多くの企業で人事評価制度が取り入れられているが、その中には形骸化してしまい、期末になると現場に負担をかける「儀式」となってしまっているケースも多い。

では、何のために人事評価制度があるのか。
経営コンサルタントとして150社を超える企業の人事制度の構築・運用に携わってきた宮川淳哉氏は、著書『中小企業のための人事評価の教科書』(総合法令出版刊)の中で、その真の目的を説き、どのように制度を構築し運用すればいいのかを解説している。
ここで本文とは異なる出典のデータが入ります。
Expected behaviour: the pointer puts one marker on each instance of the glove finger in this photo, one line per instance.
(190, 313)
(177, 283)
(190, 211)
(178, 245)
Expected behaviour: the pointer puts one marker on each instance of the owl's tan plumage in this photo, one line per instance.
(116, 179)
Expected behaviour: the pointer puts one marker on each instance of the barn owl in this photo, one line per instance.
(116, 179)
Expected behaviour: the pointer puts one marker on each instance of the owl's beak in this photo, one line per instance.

ここでは宮川氏へのインタビューを行い、人事評価のあり方、考え方から、いかにして人事評価制度をマネジメントツールとして機能させるか、そして本質ともいえるマネジメントについてお話をうかがった。この後編ではマネージャーに求められるものや、変化が激しい「流行」との向き合い方について答えてもらっている。

(新刊JP編集部)

■マネージャーに求められる人間力よりも大切な能力とは

――本書の本質的なテーマはマネジメントであると思います。人材育成を含めて、マネジメントに課題を抱えている企業は少なくないですが、マネジメントが上手く機能するためにマネージャーに求められる要素、能力はなんでしょうか。
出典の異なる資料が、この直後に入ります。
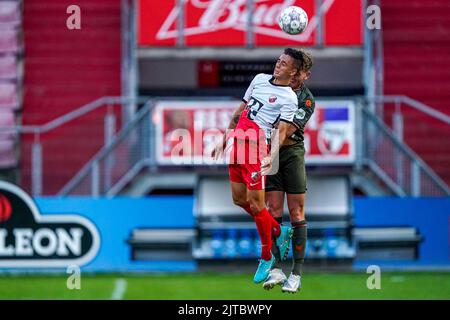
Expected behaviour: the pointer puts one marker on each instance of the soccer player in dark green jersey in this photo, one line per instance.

宮川:マネージャーに求められる要素や能力として、書籍や研修などを見るとだいたい2つの内容にまとめられます。

1つ目は細かいスキルですね。コーチングスキル、ファシリテーションスキル、プレゼンテーションスキル、ロジカルシンキングといったものがあげられます。
2つ目は人間力です。部下との信頼関係を築いて影響力を発揮することが求められるわけです。
ただ、実は私自身はその2つに少し違和感を持っているんですね。

では、どんな能力を求められるのか。まず必要なのはマネージャーの役割認識です。マネージャーの目的、仕事とは、自部署の目標を達成すること、そして部下を育成するということです。そのためにPDCAをうまく回す能力が求められます。